反対者ではなく、当事者たちの正当化の弁を通じて、その問題に否定的に迫る方法だ。成功すれば、これほど説得的なやり方はない。成否は、素材の編集にかかっている。腕前は見事で、アカデミー賞長編ドキュメンタリー賞を取り、その後のベトナム反戦映画にも影響を与えた。感心したが、同じ当事者たちの証言をもとに、説得力のあるベトナム戦争肯定映画も作れるかもしれないと意地悪なことも考えてしまった。

 この二つの「米国による戦争」に共通点が多いことも再認識した。

 ヴァロットン展を観る。

 期待以上に面白かった。ヴァロットンは、20代の写実風肖像画に始まり、生涯、画風も題材も変化を続け、60歳になったとたんに亡くなった。

 画家として絶えざる変化の一方で、変わらなかったのは「傍観者としての眼」ではなかったか。たとえば「ポーカー」と題した画には左隅にポーカーをしている中年男性たちを描き、画面中央から右下にかけては大きなテーブルが「主役」として画面を占拠している。自分の家族の食卓風景を描いた絵も、一番大きく描かれているのは画面中央に真っ黒に描かれた自分の背中だ。
 
 ヴァロットンは、描く対象にも冷淡な視線をそそいでいるが、自分自身に対しても距離感をもっている気がする。

 己を空しくして写実に徹底するわけでもなく、かといって、自己の内面を表現しようと熱い思いでキャンパスに向かっているわけでもない。実物再現の職人でもなく、自己愛中心の芸術家でもなく、本人は何を考えて、こうした立ち位置で、生涯、画家を続けたのか…

 日本でいえば幕末の生まれだが、近代的、いや20世紀的意味でのニヒリストと言えるかもしれない。その意味で、展覧会のタイトルである「冷たい炎の画家」とは言いえて妙だ。

 関心のある向きは、下記の展覧会HPをのぞいてみてください。

http://mimt.jp/vallotton/midokoro.html

 映画「ローマ環状線、めぐりゆく人生たち」を観た。

 ローマを囲む環状道路沿いに住むユニークな住民たちの日常を追ったオムニバス風ドキュメンタリー映画。ハラハラドキドキのストーリーとは無縁なためか、集団催眠映画「大いなる沈黙へ」ほどではなかったものの、観客睡眠率はそこそこ高かった。小生も途中で意識が混濁した時間があったが、退屈したわけはない。むしろ、断固支持したい作品だった。

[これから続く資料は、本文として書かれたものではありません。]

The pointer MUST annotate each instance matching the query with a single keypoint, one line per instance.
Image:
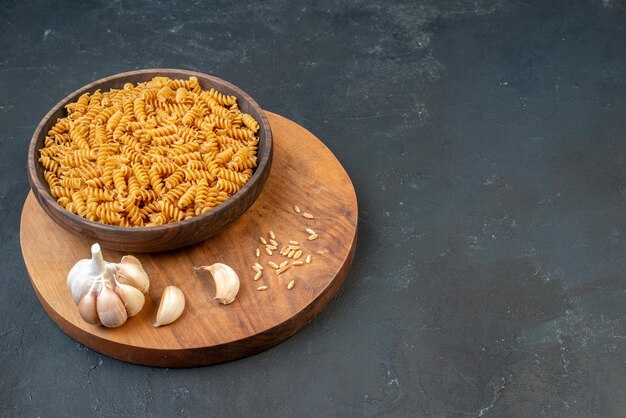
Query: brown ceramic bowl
(153, 238)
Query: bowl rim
(262, 160)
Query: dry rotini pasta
(149, 154)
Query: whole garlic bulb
(108, 293)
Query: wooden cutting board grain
(304, 173)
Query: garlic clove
(80, 266)
(132, 298)
(171, 306)
(131, 272)
(80, 285)
(87, 308)
(85, 272)
(111, 310)
(226, 281)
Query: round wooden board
(304, 173)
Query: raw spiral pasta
(149, 154)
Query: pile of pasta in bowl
(149, 154)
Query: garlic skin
(108, 293)
(171, 306)
(85, 272)
(111, 310)
(130, 271)
(131, 297)
(87, 306)
(226, 281)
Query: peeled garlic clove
(87, 308)
(226, 282)
(110, 307)
(80, 266)
(85, 272)
(171, 306)
(131, 272)
(80, 285)
(132, 298)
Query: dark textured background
(486, 143)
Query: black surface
(485, 140)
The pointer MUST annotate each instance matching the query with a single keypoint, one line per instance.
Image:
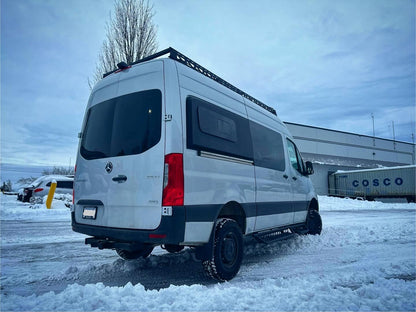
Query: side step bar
(102, 243)
(279, 234)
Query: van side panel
(212, 181)
(133, 203)
(173, 112)
(273, 190)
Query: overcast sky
(328, 64)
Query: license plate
(89, 213)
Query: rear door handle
(120, 179)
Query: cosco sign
(377, 182)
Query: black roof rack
(179, 57)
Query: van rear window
(127, 125)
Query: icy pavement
(364, 260)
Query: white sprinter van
(172, 155)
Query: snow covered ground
(364, 260)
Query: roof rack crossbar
(179, 57)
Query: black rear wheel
(228, 251)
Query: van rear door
(119, 178)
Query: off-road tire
(314, 223)
(227, 251)
(131, 255)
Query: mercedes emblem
(109, 167)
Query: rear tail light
(173, 185)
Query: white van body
(238, 161)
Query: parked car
(40, 187)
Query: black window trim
(193, 104)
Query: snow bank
(12, 209)
(328, 203)
(352, 292)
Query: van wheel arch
(233, 210)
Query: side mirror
(309, 168)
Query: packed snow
(363, 260)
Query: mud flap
(206, 251)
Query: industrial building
(331, 150)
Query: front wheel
(227, 252)
(314, 223)
(131, 255)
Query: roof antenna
(122, 65)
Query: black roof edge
(179, 57)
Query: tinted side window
(214, 129)
(218, 125)
(126, 125)
(295, 158)
(267, 147)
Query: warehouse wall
(331, 150)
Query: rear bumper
(171, 230)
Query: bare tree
(131, 36)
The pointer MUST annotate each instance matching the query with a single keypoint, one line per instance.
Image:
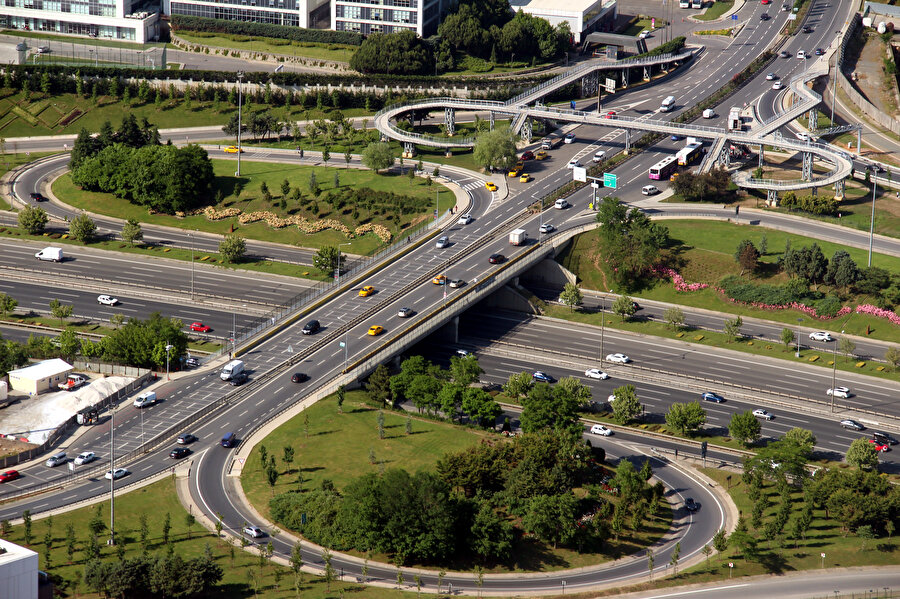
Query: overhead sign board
(609, 180)
(579, 173)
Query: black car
(179, 452)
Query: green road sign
(609, 180)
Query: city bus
(662, 169)
(689, 153)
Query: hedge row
(297, 34)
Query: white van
(50, 254)
(231, 369)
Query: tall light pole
(872, 222)
(240, 76)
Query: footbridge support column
(807, 166)
(527, 129)
(450, 120)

 小生自身、むかしローマ北西の郊外に住んでいたことがあり、GRAは何度も走ったことがある。沿道には大きな住宅地はなく、空き地が広がっていた記憶がある。今回は、懐かしさが先に立ち、まったく予習なしで作品を観た。

登場人物のほとんどが浮世離れしているため、てっきり俳優を使ったドラマかと思っていたら、すべて実在の住民たちであった。そうだった、そうだった。ローマ在住の時、テレビ番組に出演する一般参加者と芸能人の区別がつかなかったことを思い出した。日ごろテレビ出演とは無縁の人たちも、テレビカメラの前で臆することなく、いや、むしろいつもより張り切ってしゃべくりまくっていた。

 この映画に出てくる「市井の人たち」は、そのイタリア標準より、さらに一クラス、二クラス上級のクセモノぞろいだった。普通だが普通ではない人たち。自然体だが不自然な人たち。ジャンフランコ・ロージ監督は、この連中を安易なヒューマンストリーに落とし込まず、クセモノをクセモノのままでスクリーンに盛り付けた。

 虚実皮膜の快作。フェリーニを想起させた。ヴェネチア国際映画祭で、ドキュメンタリー映画としては初めて最高の金獅子賞を獲得した。審査員にもアッパレを進呈した。